Here’s the problem, though; the images of Mary nurturing Christ and the Saints from her breasts come from a very different cultural context: one that had a different view of sexuality and the body. The same image coming out of our culture might have connotations that it would not coming out of just about any previous culture.
Again, the image that prompted this essay may be a perfectly acceptable and reverent image of Our Lady, or it may not, or it may be one that people may disagree over. But one’s reaction to a modern image will necessarily be different from one’s reaction to a historical image simply because it is using a different cultural language. It is the responsibility of the artist to understand and work with that (e.g. a swastika would have vastly different connotations in an image made in modern Europe than it would in one made in medieval India).
Forget about the fact that we have images of Jesus in which he is more like a judgmental Apollo than gentle Messiah.

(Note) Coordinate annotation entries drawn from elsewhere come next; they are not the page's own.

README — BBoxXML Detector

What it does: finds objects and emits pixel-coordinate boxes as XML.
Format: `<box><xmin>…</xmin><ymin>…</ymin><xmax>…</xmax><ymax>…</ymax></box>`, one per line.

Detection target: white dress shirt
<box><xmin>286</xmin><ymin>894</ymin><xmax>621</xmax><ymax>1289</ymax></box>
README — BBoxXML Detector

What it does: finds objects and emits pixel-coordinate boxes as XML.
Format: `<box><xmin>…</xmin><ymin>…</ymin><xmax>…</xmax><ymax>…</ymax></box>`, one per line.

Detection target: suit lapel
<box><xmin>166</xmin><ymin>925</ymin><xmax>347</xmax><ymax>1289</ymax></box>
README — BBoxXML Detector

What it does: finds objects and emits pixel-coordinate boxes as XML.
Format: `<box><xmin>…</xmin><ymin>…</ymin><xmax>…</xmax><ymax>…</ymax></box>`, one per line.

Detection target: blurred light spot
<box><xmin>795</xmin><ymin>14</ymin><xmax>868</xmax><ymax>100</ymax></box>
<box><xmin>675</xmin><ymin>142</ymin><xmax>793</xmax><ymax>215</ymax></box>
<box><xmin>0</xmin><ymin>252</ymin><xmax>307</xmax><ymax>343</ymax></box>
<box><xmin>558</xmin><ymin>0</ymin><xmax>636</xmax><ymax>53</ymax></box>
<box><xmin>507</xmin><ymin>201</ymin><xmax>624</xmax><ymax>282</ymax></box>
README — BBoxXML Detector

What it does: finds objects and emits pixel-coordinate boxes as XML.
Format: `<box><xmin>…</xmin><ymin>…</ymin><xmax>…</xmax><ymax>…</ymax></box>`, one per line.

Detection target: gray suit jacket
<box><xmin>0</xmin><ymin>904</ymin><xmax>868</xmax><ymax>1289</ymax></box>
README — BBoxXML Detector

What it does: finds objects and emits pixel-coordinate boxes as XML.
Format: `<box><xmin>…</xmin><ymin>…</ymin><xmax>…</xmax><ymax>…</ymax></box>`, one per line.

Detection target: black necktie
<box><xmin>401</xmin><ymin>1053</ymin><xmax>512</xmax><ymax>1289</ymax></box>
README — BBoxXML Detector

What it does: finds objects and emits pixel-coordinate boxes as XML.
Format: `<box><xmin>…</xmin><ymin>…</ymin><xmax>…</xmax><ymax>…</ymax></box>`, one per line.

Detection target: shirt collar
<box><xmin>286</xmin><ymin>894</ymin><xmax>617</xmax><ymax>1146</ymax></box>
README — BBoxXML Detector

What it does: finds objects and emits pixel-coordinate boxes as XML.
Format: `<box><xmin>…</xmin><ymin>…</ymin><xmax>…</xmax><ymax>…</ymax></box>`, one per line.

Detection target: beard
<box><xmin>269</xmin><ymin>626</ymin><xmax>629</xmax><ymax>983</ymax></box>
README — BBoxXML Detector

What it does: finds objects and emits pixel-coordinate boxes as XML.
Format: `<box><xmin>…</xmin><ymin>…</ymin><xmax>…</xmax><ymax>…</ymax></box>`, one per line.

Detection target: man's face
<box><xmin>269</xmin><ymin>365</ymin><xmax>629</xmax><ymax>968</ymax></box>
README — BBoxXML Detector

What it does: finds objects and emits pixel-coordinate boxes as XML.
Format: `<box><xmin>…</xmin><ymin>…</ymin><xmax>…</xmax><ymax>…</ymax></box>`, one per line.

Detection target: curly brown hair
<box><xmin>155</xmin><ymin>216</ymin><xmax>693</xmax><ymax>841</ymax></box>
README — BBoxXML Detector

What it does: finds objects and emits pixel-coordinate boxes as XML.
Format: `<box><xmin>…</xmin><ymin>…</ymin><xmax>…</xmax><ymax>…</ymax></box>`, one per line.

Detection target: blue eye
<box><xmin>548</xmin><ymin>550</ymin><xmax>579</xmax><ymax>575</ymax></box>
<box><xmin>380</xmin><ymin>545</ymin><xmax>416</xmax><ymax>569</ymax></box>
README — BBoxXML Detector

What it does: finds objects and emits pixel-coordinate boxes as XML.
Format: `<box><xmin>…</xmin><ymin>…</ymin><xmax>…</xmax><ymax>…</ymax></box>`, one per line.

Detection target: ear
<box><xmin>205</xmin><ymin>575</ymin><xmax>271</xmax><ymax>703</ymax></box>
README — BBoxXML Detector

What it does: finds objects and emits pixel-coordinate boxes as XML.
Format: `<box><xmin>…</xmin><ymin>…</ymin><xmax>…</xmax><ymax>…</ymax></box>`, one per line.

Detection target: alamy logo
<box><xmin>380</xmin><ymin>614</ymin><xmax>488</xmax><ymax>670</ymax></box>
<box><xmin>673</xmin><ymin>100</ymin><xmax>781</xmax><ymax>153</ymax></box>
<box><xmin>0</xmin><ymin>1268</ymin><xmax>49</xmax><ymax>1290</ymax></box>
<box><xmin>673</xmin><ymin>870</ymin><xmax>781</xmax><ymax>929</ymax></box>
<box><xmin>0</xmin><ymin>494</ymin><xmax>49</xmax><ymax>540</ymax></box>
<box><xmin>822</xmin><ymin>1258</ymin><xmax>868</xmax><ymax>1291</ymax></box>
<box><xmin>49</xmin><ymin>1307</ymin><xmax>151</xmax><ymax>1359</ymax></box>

Why is it acceptable to portray different facets of Jesus, but not of Mary? If Mary is indeed supposed to be “queen of heaven” and the “woman clothed with the sun” who strikes at the serpent, we should see her fierce side, too. She herself sang the revolutionary Magnificat, rejoicing in the casting down of the mighty from their thrones.
There is also a problem with this: though, as I say, I’m up for an angry Madonna, there are certain conceptual issues with it. Mary’s role in salvation history is not that of judge. She bears Christ to the world, which by its very nature implies a gentler, kindlier mission. There simply is no basis for comparing her with Christ in the final judgment. Though again, Our Lady of Victory as a stern queen, or bearing the sword, or other powerful images are fairly common depictions of her in religious art, ones I’ve never heard anyone not-Protestant complain of.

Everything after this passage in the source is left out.